Republican-written ballot language for Issue 2 is so flawed that good government groups asked the Ohio Supreme Court to disallow it because it will “mislead, deceive or defraud the voters.”
Voters First, which supports a YES vote on Issue 2, filed the suit today, taking allegations of voter suppression from the court of public opinion to the state’s highest tribunal.
The language was approved on a party-line vote by the Ohio Ballot Board, which is chaired by Secretary of State Jon Husted. It makess no mention of the Citizens Independent Redistricting Commission, the official name of the bi-partisan panel that would give citizens the chance to draw legislative and congressional district boundaries and end the practice of allowing politicians to draw their own districts.
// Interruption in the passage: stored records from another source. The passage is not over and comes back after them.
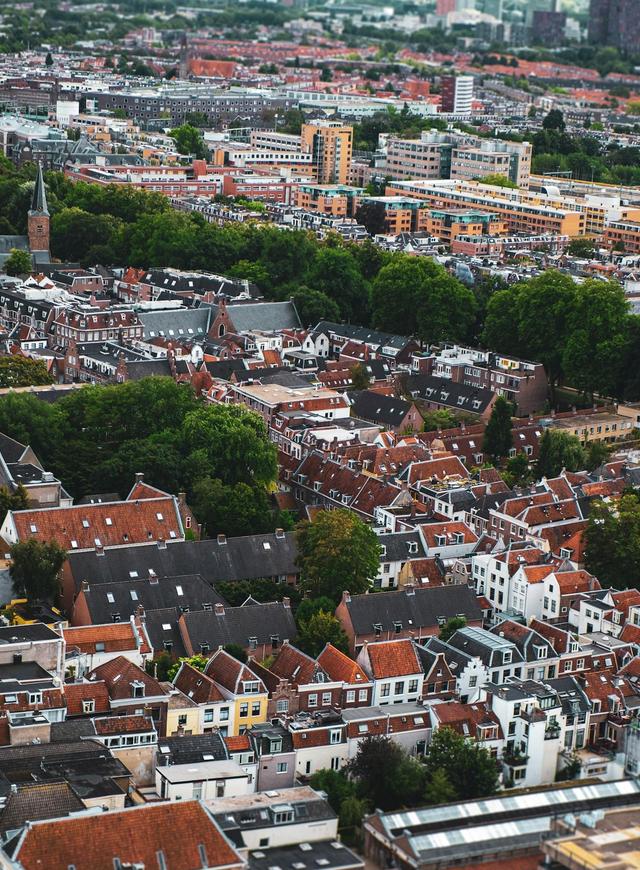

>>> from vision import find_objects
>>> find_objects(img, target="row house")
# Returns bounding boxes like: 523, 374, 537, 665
342, 701, 432, 759
336, 585, 483, 656
284, 451, 412, 520
51, 305, 144, 348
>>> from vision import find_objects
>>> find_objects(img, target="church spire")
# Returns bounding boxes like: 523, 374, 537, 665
31, 163, 49, 216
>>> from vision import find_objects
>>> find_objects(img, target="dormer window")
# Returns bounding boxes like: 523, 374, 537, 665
131, 680, 144, 698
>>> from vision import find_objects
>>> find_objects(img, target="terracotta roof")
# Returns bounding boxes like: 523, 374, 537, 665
367, 640, 422, 680
223, 734, 251, 752
63, 622, 138, 653
93, 716, 155, 736
10, 497, 184, 550
269, 643, 320, 686
88, 656, 166, 700
173, 662, 224, 704
64, 680, 110, 716
318, 643, 369, 685
14, 801, 242, 870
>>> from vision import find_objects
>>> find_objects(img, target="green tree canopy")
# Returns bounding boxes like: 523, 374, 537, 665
536, 429, 586, 478
0, 354, 54, 387
4, 248, 33, 276
482, 396, 513, 462
297, 509, 380, 602
425, 728, 499, 800
296, 610, 349, 658
9, 538, 67, 601
371, 254, 476, 343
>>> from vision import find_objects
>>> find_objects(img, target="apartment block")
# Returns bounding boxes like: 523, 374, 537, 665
300, 120, 353, 184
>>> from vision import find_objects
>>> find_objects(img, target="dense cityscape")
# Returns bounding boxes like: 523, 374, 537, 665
0, 0, 640, 870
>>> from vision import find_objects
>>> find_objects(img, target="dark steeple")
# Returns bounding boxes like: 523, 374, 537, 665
30, 163, 49, 216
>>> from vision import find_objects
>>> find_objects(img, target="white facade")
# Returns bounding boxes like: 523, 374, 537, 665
156, 761, 255, 801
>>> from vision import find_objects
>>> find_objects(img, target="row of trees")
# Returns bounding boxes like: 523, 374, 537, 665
310, 728, 498, 837
483, 270, 640, 399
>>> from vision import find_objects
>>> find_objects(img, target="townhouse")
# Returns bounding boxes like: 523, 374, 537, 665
357, 640, 424, 707
336, 585, 483, 654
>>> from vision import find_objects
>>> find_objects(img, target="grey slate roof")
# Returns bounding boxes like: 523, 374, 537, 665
183, 602, 297, 650
69, 532, 298, 586
157, 731, 229, 767
84, 573, 223, 628
407, 375, 494, 414
346, 586, 482, 635
227, 302, 301, 332
351, 390, 411, 426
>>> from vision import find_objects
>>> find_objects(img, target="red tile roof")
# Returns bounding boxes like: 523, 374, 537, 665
89, 656, 166, 700
64, 680, 110, 716
318, 643, 369, 686
14, 801, 243, 870
63, 622, 138, 653
367, 640, 422, 680
9, 497, 184, 550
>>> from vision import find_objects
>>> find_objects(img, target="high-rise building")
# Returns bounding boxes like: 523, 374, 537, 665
440, 76, 473, 115
589, 0, 640, 53
300, 120, 353, 184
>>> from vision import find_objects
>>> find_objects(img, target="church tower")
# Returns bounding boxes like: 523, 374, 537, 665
27, 164, 49, 254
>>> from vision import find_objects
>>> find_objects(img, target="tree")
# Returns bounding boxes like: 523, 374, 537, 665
291, 286, 340, 326
424, 767, 456, 804
297, 509, 380, 602
296, 610, 349, 658
9, 538, 67, 601
0, 354, 54, 387
438, 616, 467, 641
425, 727, 499, 800
356, 199, 387, 236
168, 655, 209, 682
542, 109, 565, 131
4, 248, 33, 277
476, 172, 518, 188
536, 429, 586, 478
347, 736, 424, 810
584, 492, 640, 589
223, 643, 247, 664
349, 363, 371, 390
482, 396, 513, 462
191, 477, 274, 538
169, 124, 207, 159
567, 236, 596, 259
371, 254, 476, 343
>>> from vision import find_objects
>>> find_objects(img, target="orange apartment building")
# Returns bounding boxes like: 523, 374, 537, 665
300, 120, 353, 184
386, 180, 586, 236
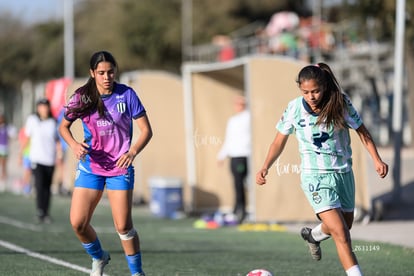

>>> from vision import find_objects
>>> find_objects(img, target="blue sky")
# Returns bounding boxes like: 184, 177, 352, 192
0, 0, 64, 23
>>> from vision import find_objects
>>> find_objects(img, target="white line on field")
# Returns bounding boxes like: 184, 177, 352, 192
0, 216, 43, 232
0, 240, 91, 273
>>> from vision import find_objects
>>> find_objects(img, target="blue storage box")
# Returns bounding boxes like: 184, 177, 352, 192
149, 177, 183, 218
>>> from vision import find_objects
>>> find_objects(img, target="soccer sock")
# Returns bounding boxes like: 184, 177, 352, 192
346, 265, 362, 276
125, 252, 142, 275
82, 238, 103, 259
311, 223, 331, 242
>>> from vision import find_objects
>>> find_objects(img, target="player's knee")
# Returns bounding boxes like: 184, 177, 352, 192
71, 222, 87, 235
117, 228, 137, 241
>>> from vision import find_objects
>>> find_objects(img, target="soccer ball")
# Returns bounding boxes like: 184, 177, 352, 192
246, 269, 273, 276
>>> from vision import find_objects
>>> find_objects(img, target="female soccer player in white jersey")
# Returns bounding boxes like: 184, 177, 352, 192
59, 51, 152, 276
256, 63, 388, 275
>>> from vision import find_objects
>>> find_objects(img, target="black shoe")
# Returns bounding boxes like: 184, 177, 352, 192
300, 227, 322, 261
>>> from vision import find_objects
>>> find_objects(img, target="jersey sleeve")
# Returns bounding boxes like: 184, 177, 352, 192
63, 93, 80, 122
129, 88, 146, 120
276, 100, 297, 135
344, 94, 362, 129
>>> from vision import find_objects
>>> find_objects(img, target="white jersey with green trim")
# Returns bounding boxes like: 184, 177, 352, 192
276, 94, 362, 173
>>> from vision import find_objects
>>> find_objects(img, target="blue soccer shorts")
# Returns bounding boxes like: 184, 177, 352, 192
301, 171, 355, 214
75, 166, 135, 191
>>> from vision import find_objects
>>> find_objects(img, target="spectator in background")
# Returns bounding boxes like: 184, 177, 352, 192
18, 127, 32, 195
0, 114, 15, 190
22, 99, 61, 223
213, 35, 236, 61
217, 96, 251, 223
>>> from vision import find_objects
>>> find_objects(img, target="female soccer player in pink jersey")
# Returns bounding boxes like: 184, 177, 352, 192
59, 51, 152, 276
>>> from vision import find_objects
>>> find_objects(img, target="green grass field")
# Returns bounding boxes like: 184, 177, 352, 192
0, 193, 414, 276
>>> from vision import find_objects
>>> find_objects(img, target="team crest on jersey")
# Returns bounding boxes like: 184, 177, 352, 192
116, 102, 126, 113
312, 192, 322, 204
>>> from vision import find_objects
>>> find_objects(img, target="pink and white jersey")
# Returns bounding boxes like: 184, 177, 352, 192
65, 83, 145, 176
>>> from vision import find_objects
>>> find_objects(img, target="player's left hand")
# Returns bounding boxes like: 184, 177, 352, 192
116, 151, 135, 169
375, 161, 388, 178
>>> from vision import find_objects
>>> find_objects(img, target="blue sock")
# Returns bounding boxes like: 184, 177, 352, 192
125, 252, 142, 275
82, 238, 103, 259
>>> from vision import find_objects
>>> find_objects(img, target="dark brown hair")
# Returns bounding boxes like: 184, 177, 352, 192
296, 63, 348, 129
67, 51, 118, 118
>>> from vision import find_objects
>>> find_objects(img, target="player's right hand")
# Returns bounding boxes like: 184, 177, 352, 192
256, 169, 268, 185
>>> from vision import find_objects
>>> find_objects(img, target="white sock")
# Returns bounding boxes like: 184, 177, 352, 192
346, 265, 362, 276
311, 223, 331, 241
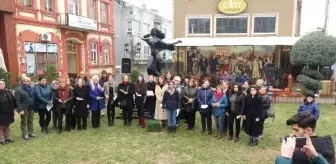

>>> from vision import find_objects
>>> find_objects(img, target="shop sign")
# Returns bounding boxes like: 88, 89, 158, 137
217, 0, 247, 15
68, 14, 98, 31
81, 45, 85, 72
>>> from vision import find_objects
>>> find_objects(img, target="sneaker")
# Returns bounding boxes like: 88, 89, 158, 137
27, 133, 37, 138
22, 135, 29, 141
6, 139, 15, 143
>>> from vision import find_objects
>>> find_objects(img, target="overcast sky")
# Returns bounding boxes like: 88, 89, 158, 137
126, 0, 336, 36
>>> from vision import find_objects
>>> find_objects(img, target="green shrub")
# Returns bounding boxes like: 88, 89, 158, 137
0, 68, 11, 88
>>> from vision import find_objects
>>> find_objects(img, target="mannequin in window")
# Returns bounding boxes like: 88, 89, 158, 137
139, 28, 182, 76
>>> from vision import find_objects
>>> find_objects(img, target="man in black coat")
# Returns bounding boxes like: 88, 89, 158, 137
15, 77, 36, 140
286, 112, 335, 164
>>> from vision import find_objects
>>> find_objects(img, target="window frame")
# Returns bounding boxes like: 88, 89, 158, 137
90, 42, 98, 65
67, 0, 81, 16
185, 15, 213, 36
100, 1, 109, 24
88, 0, 98, 20
103, 43, 110, 64
214, 14, 251, 36
41, 0, 55, 12
251, 13, 279, 36
20, 0, 34, 7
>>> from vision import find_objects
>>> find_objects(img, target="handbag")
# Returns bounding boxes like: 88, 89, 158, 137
266, 104, 275, 122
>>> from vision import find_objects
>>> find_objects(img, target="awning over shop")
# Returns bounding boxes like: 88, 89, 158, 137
175, 36, 300, 47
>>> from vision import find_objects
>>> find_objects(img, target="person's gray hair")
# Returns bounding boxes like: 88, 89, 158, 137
174, 76, 181, 81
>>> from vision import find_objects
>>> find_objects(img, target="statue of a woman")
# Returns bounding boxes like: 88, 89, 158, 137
140, 28, 182, 76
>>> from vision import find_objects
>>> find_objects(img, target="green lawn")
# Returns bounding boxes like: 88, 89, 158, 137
0, 104, 336, 164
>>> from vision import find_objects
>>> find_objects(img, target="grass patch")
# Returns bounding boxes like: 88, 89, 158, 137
0, 104, 336, 164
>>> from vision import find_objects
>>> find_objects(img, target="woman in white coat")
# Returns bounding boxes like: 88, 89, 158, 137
155, 76, 168, 128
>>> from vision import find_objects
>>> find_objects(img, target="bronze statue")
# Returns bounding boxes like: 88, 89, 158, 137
139, 28, 182, 76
Also missing from the ballot language is any reference to an integral part of the proposal: a requirement that the Commission come up with districts that are competitive and reflect Ohio’s political balance.
Today’s system allows the party in power – the Republicans this time – to draw boundaries designed to create as many “safe” GOP districts as possible. That is why Ohio is home to near equal percentages of Democrats and Republicans but Republicans have a lopsided advantage in Congress and the Ohio House and Ohio Senate.
The lawsuit asks the high court to do one of three things:
- Adopt the language submitted by Voters First but rejected by the ballot board
- Order the board to re-convene and draft fair and accurate language
- Write fair and accurate ballot language of their own
“The Ohio Ballot Board is required to give voters a fair and informative summary of the issues they’re deciding. On Issue 2, the ballot board failed to do its job,” said Voters First spokeswoman Sandy Theis.
And the suit suggests that Husted – a former House Speaker – intentionally wrote ballot language to aid the defeat of Issue 2 and keep his party in power.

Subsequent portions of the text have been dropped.